図書館・情報学関連の雑記、読書ノート、音楽ノート、日常生活の愚痴など。

岐阜で図書館員向け研修会講師を務めて

2016-06-04 21:30:51 | 図書館・情報学
  昨日、岐阜県図書館主催の県内図書館の研修会で講師を務めた。お題は「蔵書構成」。我らが焼肉図書館研究会の実証研究の紹介という発表内容をまず考えたが、依頼は『情報の評価とコレクション形成』(勉誠出版)の僕の担当部分を読んで決めたとのこと。

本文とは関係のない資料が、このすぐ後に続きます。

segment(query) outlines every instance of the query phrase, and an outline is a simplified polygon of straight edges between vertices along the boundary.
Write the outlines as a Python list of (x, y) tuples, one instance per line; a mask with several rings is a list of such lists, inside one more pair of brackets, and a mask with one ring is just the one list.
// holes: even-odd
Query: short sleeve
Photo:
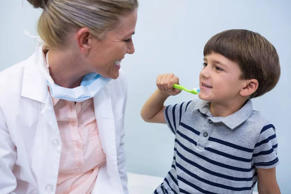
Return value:
[(164, 111), (164, 117), (168, 127), (176, 135), (177, 128), (181, 122), (181, 118), (187, 110), (189, 104), (192, 102), (184, 102), (180, 104), (169, 105)]
[(278, 165), (277, 147), (275, 127), (268, 124), (261, 130), (254, 149), (253, 162), (256, 168), (271, 168)]

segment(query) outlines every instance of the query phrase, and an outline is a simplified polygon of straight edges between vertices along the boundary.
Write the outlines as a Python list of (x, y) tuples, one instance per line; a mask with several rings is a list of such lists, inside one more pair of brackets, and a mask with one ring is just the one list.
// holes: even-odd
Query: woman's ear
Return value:
[(86, 55), (92, 47), (93, 35), (87, 28), (80, 29), (77, 33), (78, 46), (81, 52)]
[(248, 80), (245, 81), (243, 87), (241, 90), (240, 94), (243, 97), (251, 96), (258, 89), (259, 81), (256, 79)]

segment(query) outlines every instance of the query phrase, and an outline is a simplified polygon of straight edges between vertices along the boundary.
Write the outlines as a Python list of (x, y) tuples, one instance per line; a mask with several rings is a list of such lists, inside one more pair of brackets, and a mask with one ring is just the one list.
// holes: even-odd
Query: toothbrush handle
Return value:
[(180, 85), (176, 84), (176, 83), (174, 84), (174, 86), (173, 86), (173, 87), (180, 90), (185, 90), (185, 88), (184, 87), (180, 86)]

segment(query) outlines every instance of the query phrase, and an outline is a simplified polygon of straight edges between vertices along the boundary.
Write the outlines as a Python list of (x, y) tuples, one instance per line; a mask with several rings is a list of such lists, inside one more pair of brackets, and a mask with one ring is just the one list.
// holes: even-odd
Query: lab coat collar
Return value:
[(42, 70), (45, 70), (42, 47), (42, 45), (38, 43), (35, 53), (26, 61), (21, 96), (46, 103), (48, 93), (47, 80), (41, 72)]

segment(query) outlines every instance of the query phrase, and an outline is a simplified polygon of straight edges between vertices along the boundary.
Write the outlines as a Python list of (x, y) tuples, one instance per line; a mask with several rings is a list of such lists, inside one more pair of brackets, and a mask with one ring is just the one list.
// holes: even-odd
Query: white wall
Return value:
[[(280, 160), (277, 180), (282, 194), (291, 193), (291, 1), (140, 0), (140, 3), (133, 37), (136, 52), (127, 56), (122, 64), (129, 81), (126, 115), (128, 170), (164, 177), (171, 166), (174, 135), (165, 125), (146, 123), (139, 115), (143, 103), (156, 89), (157, 76), (174, 73), (181, 84), (197, 87), (203, 49), (208, 39), (225, 30), (246, 29), (270, 41), (280, 57), (282, 71), (278, 84), (254, 103), (255, 108), (276, 127)], [(33, 52), (36, 41), (24, 32), (27, 29), (32, 35), (36, 34), (40, 13), (25, 0), (0, 1), (0, 71)], [(196, 98), (182, 92), (166, 102)]]

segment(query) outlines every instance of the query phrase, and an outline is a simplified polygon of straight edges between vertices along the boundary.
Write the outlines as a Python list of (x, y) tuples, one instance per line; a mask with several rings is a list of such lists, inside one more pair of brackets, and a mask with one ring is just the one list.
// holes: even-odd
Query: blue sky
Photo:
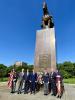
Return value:
[[(34, 63), (43, 0), (0, 0), (0, 63)], [(46, 0), (55, 23), (57, 62), (75, 62), (75, 1)]]

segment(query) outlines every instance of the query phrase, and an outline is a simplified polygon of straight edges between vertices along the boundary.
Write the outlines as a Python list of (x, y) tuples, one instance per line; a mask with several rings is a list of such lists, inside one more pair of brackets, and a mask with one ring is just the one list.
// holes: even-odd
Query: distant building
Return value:
[(24, 66), (24, 65), (27, 65), (27, 64), (24, 63), (24, 62), (21, 62), (21, 61), (16, 61), (16, 63), (15, 63), (15, 66), (16, 66), (16, 67)]

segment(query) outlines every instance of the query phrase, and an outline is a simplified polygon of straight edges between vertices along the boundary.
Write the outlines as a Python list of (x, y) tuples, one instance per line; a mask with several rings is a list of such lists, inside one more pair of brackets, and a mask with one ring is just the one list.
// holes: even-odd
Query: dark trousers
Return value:
[(28, 90), (29, 90), (29, 81), (25, 81), (25, 84), (24, 84), (24, 93), (28, 93)]
[(36, 83), (35, 82), (31, 82), (30, 83), (30, 92), (34, 92), (35, 93), (35, 89), (36, 89)]
[(57, 92), (56, 92), (56, 83), (55, 83), (55, 81), (52, 81), (52, 82), (51, 82), (51, 90), (52, 90), (52, 94), (53, 94), (53, 95), (56, 95), (56, 94), (57, 94)]
[(16, 89), (16, 82), (13, 80), (12, 81), (12, 87), (11, 87), (11, 93), (14, 93)]
[(19, 87), (18, 87), (18, 93), (22, 92), (22, 87), (23, 87), (23, 80), (20, 80)]

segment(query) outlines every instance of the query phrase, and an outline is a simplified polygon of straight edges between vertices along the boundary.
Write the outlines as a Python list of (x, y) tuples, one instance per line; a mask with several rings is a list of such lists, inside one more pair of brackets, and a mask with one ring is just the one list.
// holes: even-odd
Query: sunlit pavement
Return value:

あの本で29lib実証編を綴った大谷さんではなく、わざわざ僕に指名がきたわけだから、理論編でいくことにした。話のベースにしたのは前任校での紀要論文「図書館の公的供給:その理論的根拠」(CiNii)。あれを口頭でわかりやすく説明するのはとても難しい作業で、実際難しかったという感想をもらった。また明快な資料選択の方向性を与えたわけでもなく、聴講者にはどうにももどかしい話だったかもしれない。

  ただし、資料選択が図書館の目的と直結しており、現在その議論が空白状態になっている点については納得していただけたのではないかと思う。図書館関係者にはよく知られていることだが、1980年代から90年代は要求論の時代だった。「知る自由」を根拠として、利用者に図書請求権を認め、たとえ所蔵がなくても草の根を分けても資料を探し出すと主張された時代だった。それが今世紀になると、利用者に資料所蔵を請求する憲法上の権利は存在しないという認識がコンセンサスとなり、ただし所蔵された資料に対する図書館員の裁量は認めないという線にまで後退している(代表的なのは松井茂記)。図書館の目的を規定していたはずの権利アプローチが戦線縮小してしまい、資料選択は戦域から外れてしまったわけだ。ならばどういう目的で図書館に資金が与えらえるのか、またどういう原理で本を選ぶのか、これについて再び考えるべき時代となっている。

  雑談の中で知った話だが、リニュアルした岐阜市立中央図書館がマスメディアによく採りあげられる存在になってしまったがために、周囲の図書館がプレッシャーを受けるようになったとのこと。首長や地方議会の議員から、うちの図書館も何かやって目立てと言われるようになったそうだ。そのためには先立つものが必要なのだが…。